Being a former commercial kinda guy, I am amazed that no one is expressing shock and dismay at the misleading advertising. In my day, if I were found out advertising my HD145 scopes a 1/2" smaller than real, I would have been skewered.... Having said that, the scopes are a great value for the money, if they work well, and most do.
In my experience, if you measure the diameter of the corrector of your mass produced Mak or SCT, and then divide that into the width of the outside portion of your secondary, you will get a CO percentage that agrees with what advertisements publish. This is a simple (simplistic?) definition that is likely legally (if not scientifically) defensible should a customer try to call them on this. The point made by others here and in other threads, is that there is MORE stuff that can happen to the light once it enters the telescope that can further reduce the "true" or I prefer the term "Effective" aperture and central obstruction. This include Primary and secondary Mirror size, Central baffle diameter, etc...

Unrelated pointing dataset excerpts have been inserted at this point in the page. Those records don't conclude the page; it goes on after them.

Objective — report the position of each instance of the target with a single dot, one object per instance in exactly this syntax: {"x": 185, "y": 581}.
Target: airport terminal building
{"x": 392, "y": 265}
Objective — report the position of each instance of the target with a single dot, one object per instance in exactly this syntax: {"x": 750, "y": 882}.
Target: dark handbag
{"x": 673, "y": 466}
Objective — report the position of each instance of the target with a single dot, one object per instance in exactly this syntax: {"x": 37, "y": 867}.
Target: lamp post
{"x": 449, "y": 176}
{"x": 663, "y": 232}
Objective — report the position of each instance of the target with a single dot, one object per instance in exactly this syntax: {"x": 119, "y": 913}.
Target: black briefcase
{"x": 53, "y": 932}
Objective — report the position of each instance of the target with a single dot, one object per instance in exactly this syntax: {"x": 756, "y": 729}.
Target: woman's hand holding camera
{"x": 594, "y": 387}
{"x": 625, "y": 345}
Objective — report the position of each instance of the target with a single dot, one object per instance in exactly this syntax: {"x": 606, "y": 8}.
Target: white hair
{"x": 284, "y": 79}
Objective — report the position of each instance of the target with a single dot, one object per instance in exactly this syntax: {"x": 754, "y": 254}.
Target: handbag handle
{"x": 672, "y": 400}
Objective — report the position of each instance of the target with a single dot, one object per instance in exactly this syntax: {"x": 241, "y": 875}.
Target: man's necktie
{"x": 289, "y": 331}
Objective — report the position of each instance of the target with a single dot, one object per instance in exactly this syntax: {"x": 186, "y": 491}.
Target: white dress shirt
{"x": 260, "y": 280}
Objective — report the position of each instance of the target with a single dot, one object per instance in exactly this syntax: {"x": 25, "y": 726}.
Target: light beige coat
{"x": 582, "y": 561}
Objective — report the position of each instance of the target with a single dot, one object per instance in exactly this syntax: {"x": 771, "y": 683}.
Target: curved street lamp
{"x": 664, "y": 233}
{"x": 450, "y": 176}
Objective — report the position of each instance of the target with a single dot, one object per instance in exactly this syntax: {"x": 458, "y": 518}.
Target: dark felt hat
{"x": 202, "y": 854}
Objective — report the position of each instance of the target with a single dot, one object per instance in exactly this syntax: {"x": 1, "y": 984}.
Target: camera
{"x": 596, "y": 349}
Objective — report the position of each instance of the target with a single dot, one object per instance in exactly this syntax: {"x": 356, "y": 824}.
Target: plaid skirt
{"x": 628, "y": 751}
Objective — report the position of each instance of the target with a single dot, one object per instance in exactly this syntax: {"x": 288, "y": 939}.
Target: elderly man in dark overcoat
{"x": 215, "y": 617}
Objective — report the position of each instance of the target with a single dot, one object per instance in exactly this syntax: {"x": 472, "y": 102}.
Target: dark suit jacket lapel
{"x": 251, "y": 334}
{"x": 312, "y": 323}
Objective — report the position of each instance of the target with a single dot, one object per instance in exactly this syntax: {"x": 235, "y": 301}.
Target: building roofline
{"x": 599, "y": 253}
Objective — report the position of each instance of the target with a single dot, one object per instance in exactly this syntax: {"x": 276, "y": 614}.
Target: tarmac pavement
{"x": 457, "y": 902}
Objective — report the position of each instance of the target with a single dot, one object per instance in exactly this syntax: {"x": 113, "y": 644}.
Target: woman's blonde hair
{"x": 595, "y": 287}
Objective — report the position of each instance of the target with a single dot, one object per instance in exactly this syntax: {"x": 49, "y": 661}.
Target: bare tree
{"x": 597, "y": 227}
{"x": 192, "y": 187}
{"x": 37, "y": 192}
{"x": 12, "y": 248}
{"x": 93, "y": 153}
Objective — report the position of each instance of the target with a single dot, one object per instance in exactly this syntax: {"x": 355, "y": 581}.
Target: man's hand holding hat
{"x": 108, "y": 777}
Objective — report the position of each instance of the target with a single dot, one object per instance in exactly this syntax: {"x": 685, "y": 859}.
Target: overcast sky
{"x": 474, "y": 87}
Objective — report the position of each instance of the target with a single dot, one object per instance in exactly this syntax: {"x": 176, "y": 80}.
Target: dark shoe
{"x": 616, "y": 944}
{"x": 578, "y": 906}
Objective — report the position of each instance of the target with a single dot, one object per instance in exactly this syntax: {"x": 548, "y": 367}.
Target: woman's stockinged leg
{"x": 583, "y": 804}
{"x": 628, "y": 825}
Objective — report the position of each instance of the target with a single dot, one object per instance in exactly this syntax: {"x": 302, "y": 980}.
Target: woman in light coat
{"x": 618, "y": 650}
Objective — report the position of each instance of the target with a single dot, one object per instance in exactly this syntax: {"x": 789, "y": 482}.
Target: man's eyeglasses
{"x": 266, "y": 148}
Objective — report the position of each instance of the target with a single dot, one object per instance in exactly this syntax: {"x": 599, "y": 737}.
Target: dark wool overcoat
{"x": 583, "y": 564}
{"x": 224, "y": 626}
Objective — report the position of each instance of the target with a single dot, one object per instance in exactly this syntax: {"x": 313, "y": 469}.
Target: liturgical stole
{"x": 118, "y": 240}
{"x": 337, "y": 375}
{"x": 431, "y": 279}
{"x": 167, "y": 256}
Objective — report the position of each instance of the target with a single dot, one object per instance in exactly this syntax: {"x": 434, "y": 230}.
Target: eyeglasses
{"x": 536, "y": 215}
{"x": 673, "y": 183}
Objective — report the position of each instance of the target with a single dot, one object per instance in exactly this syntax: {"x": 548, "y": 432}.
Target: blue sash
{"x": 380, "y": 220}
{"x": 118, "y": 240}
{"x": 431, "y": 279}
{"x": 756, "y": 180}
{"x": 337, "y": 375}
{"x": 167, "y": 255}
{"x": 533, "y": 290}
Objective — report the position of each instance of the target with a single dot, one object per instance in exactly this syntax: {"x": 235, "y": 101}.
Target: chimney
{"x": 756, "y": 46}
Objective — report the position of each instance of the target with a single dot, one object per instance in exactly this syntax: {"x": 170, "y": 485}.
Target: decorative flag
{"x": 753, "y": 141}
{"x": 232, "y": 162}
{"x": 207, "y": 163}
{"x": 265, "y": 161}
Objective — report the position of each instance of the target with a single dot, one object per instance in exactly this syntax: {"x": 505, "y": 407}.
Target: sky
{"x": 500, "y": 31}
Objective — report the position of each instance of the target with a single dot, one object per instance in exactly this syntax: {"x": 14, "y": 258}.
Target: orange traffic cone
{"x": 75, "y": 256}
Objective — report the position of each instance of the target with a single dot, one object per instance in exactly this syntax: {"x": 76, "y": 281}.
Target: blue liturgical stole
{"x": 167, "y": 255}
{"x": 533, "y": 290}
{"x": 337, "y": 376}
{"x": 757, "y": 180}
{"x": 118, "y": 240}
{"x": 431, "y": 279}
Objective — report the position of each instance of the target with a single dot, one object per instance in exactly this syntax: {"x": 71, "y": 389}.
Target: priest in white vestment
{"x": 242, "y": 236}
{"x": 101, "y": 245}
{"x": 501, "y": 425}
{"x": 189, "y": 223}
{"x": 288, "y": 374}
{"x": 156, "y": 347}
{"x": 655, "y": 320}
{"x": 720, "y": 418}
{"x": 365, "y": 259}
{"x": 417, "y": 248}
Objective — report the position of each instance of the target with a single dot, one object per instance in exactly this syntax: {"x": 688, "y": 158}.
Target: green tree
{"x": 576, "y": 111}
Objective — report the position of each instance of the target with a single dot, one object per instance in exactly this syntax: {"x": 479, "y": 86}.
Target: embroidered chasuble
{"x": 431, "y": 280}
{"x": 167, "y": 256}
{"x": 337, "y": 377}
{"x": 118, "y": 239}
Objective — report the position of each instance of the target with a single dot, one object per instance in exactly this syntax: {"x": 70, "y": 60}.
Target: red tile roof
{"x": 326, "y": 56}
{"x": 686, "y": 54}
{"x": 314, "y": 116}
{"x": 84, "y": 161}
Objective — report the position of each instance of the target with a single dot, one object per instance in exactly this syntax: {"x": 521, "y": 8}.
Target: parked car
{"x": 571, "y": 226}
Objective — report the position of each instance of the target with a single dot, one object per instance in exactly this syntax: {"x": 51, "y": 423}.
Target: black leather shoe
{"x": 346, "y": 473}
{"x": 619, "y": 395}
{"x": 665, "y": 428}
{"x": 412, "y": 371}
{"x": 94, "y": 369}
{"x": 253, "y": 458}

Is what the ads say WRONG? Well, not really, if one define aperture as the diameter of the front of your telescope. Do the Ads provide a COMPLETE STORY? Well, not really when one considers that other things impinge on the light path AFTER it enters the Scope. Welcome to the fuzzy world of marketing:-) In the end, Caveat Emptor, is sage advise to the buyer, as always. It always help for one to understand what they are buying before they buy it, and then not lose any sleep worrying about things. Things like collimation and optics aberrations are going to have a bigger effect on what you see than a few percent different in "effective" aperture, as is being discussed in another current thread.
My two Cents. Remember what you paid for it:-)
JMD
P.S. I would terribly remiss if I did not add, that manufacturers of premium optical systems, (like yours:-), usually take ALL the math into account when they design them:-) and report accurate numbers based on what reaches the eyepiece, rather than what the light first encounters upon entering the scope. Your customers are likely VERY knowledgeable and as such will see through any marketing haze. Which is why they are coming to you rather than some of the other options discussed here.
Edited by Wildetelescope, 17 March 2017 - 02:34 PM.